Brexit chaos: Disease, food shortages and price hikes: no-deal divorce from EU risks revealed


London: A no-deal Brexit could mean severe and long-lasting delays at British ports, significant electricity price hikes, medicine shortages and an increase in livestock disease, according to a secret document the UK government has been forced to publish.

There would be less fresh food and higher prices in the shops, exacerbated by potential panic buying and the lead-up to Christmas which is usually food retailers’ busiest time of year.

British Senior cabinet minister Michael Gove (left) and Prime Minister Boris Johnson.

British Senior cabinet minister Michael Gove (left) and Prime Minister Boris Johnson.Credit:Bloomberg

The document, which describes “reasonable worst-case” assumptions for a no-deal Brexit and is dated August 2, was released in response to a motion passed on Monday by the British Parliament just before it was suspended, as well as a request from a Parliamentary committee.

However the government refused to supply other documents submitted to cabinet relating to Operation Yellowhammer, the UK’s plan to mitigate the risks of a no-deal Brexit, citing cabinet confidentiality.

And it also refused to obey an order to supply copies of private messages and emails among a group of nine government employees including ministerial advisers, who have been accused of plotting to suspend Parliament in order to stop it interfering in the government’s Brexit plans.

A souvenir shop for tourists displays mugs with Union Jacks. Britain's retail sector may be disrupted by a hard Brexit.

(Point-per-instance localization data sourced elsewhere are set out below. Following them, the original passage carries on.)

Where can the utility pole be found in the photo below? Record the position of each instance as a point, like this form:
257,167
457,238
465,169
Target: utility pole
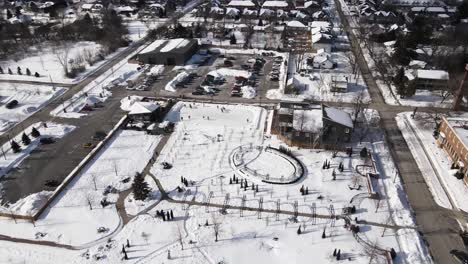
459,92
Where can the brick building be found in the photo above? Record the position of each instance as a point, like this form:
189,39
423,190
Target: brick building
453,138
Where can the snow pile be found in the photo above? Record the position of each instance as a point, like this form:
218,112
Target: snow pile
156,70
100,89
171,85
12,160
30,99
230,72
248,92
127,102
133,207
30,204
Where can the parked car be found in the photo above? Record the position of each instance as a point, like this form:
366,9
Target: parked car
166,165
88,145
52,183
141,87
46,140
459,256
198,92
11,104
236,93
99,135
228,63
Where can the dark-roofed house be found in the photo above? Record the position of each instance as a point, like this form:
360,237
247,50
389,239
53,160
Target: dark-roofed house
312,126
168,51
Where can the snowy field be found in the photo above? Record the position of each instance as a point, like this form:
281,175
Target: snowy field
200,150
97,91
205,137
31,98
433,162
45,60
11,160
69,219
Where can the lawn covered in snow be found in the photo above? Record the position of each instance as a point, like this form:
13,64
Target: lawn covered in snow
31,98
46,60
75,215
11,160
433,161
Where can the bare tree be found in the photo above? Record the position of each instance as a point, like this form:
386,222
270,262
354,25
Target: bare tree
216,226
180,237
93,179
89,200
62,53
145,237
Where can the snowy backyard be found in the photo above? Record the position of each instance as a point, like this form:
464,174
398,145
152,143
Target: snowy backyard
31,98
433,161
212,143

A souvenir shop for tourists displays mugs with Union Jacks. Britain's retail sector may be disrupted by a hard Brexit.Credit:Bloomberg

On Wednesday a Scottish court ruled the government had suspended Parliament illegally to allow it to “pursue a policy of a no-deal Brexit without further Parliamentary interference”, calling this an “egregious” failure of good governance.

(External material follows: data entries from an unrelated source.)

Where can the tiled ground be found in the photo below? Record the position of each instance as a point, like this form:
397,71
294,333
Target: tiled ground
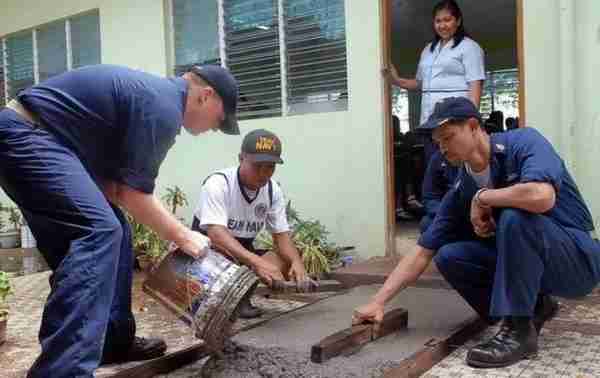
562,352
569,345
21,347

Senior cabinet minister Michael Gove said the Parliament’s request for documents, made in a “humble address” to the Queen that convention requires the government must answer, was an “unprecedented, inappropriate and disproportionate use” of the Parliament’s powers.

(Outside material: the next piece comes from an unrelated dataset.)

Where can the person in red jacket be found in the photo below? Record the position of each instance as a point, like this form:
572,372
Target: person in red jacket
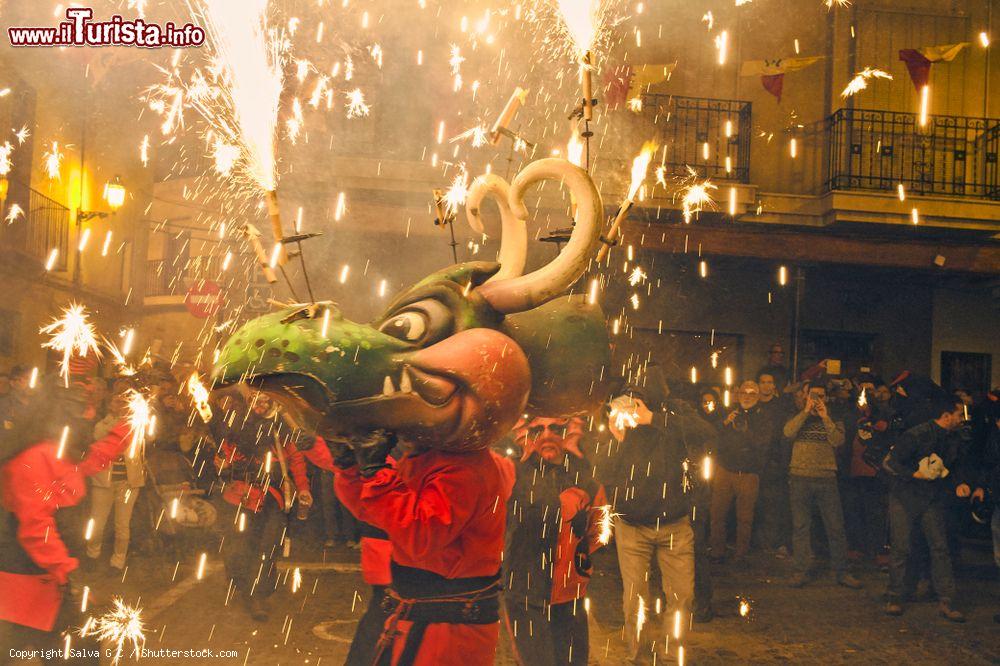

It went “far beyond any reasonable right of Parliament” and would require the government to carry out searches that would break several laws, Gove said.

The released Yellowhammer document appeared to be very similar to one leaked to The Sunday Times newspaper in August.

Brexit could make for a chaotic Christmas, the paper predicts.

Brexit could make for a chaotic Christmas, the paper predicts.Credit:Bloomberg

Gove said the document was “neither an impact assessment [nor] a prediction of what is most likely to happen”.

“It describes what could occur in a reasonable worst case scenario, thus providing a deliberately stretching context for government planning to ensure that we are prepared for Exit,” he said.

However a Times reporter said the document had been changed. She said the heading on the near-identical document she had received had called it a “base scenario”, while the one released on Wednesday was headed “Operation Yellowhammer reasonable worst case planning assumptions as of 2 August 2019”.

Gove said there were “revised assumptions” due to be released soon outlining new work the government had done preparing for a no-deal Brexit.

The document said:

- On the first day of a no-deal Brexit, between 50-85 per cent of commercial trucks planning to cross the English Channel may not be ready for French customs

- Unready trucks will “fill the ports and block flow” and could reduce the “flow rate” at ports by 40-60 per cent

- Trucks could face delays of 1½-2½ days before being able to cross the border

- The worst disruption to the Channel Straits might last three to six months before it improves, and there could be some disruption for “significantly longer”

- Medicines and medical products were “particularly vulnerable to severe extended delays”, and some cannot be stockpiled due to short shelf lives

- Delay to veterinary medicines “would reduce our ability to prevent and control disease outbreaks” with wider impacts on animal health, the environment and food safety and availability, and stockpiling could not meet demand and air freight was not financially viable

- Small and medium-sized businesses are much less likely to have Brexit contingency plans, and may find it hard to get warehouse space for stockpiling

- There may be passenger delays at English Channel train and ferry terminals due to increased immigration checks

- Though demand for electricity and gas will be met, there will likely be significant electricity price increases for business and domestic consumers “with associated wider economic and political impacts”

- There will be less fresh food available and some food ingredients will be in shorter supply, which will “reduce availability and choice of products and will increase price” – a problem that will hit preparations for Christmas, the busiest time of year for food retailers

- There is also a risk that “panic buying will cause or exacerbate food supply disruption”

- Law enforcement data sharing between the UK and EU will be disrupted

- Protests and counter-protests, and a rise in public disorder and community tensions, could take place across the UK

- Traffic disruption near the ports, and “customer behaviour” (potential panic-buying and hoarding) could lead to fuel shortages across the country

- In Northern Ireland the “no new checks” policy to avoid the return of a hard border is “likely to prove unsustainable due to significant economic, legal and biosecurity risks".